Students learn about geographic location, from the concrete, finding their classroom, the lunchroom, the playground, to the more abstract, locating their city, state, country on maps and even more fun, zooming in to their house on Google Earth. Geography map skills continue to be developed on field trips like Muddy Sneakers, where students learn to use a compass, read contours, and follow trails in DuPont Forest.

Math lessons involve understanding the monetary value assigned to coins and bills. Students and teachers discuss how money is “made” (created at the mint) and “made” or earned. The difference between wants and needs are talked about, shopping lists created, costs calculated. The purpose and importance of taxes in our society is integrated into our lessons. Who paid for the desks and books we are using? This question leads to great discussions.

Through informational text and historical fiction, students read about important people of the past, including how they lived, events and hardships they faced, comparing and contrasting the lives students live today with those of the past. Diverse cultures are explored through illustrations and story, leading students to explore their own backgrounds and traditions. Life on a Midwestern farm in the early 1900s is described in Patricia MacLachlan’s “Sarah, Plain and Tall.” “The Birchbark House” by Louise Erdrich narrates the daily life of a Native American Ojibwa family in the late 1900s after a small pox epidemic. The culture of baseball is beautifully illustrated and documented in Kadir Nelson’s “We Are the Ship: the Story of Negro League Baseball.” And the emotional ties from around the world after the tragic events of 9/11 bring healing and hope in Carmen Deedy’s “14 Cows for America.” These books and more build historical understanding, cultural sensitivity, and discussion, leading students on their own social studies quest for more information.

Social studies is happening as fourth graders explore North Carolina’s rich culture, geographic regions, history, government, and economics. Deeper studies of other states allow students to compare and contrast cultures, geography and economics of these United States. Celebrating the winter holidays of Christmas, Hanukkah, and Kwanzaa gives students the opportunity to build an understanding of their own traditions as well as other people’s traditions.
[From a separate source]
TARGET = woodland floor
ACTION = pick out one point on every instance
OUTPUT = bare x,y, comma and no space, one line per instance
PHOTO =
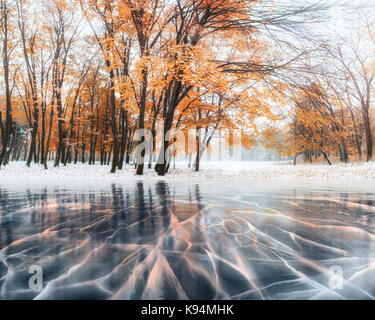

Creating a “museum display” of the three branches of government asks students to be creative while understanding the structure of our government. Setting up a lemonade stand on the playground, calculating costs and selling a product, with a set goal in mind, brings the processes of economics to the classroom.

These are just a few of the ways that social studies is happening everyday in the Transylvania County elementary school classrooms.

All this active social studies is preparing our students for deeper study of history, geography, civics and government, economics and financial literacy, and culture that will come in middle school, high school and beyond. Again, from the Preamble to the North Carolina Essential Standards in Studies, “Thomas Jefferson, among others, emphasized that the vitality of a democracy depends upon the education and active participation of its citizens.” Social studies in our Transylvania County Public Schools: Developing good citizens of our classroom, school, state, country and world.

(Jeanne DeJong is a fifth grade teacher at Brevard Elementary School.)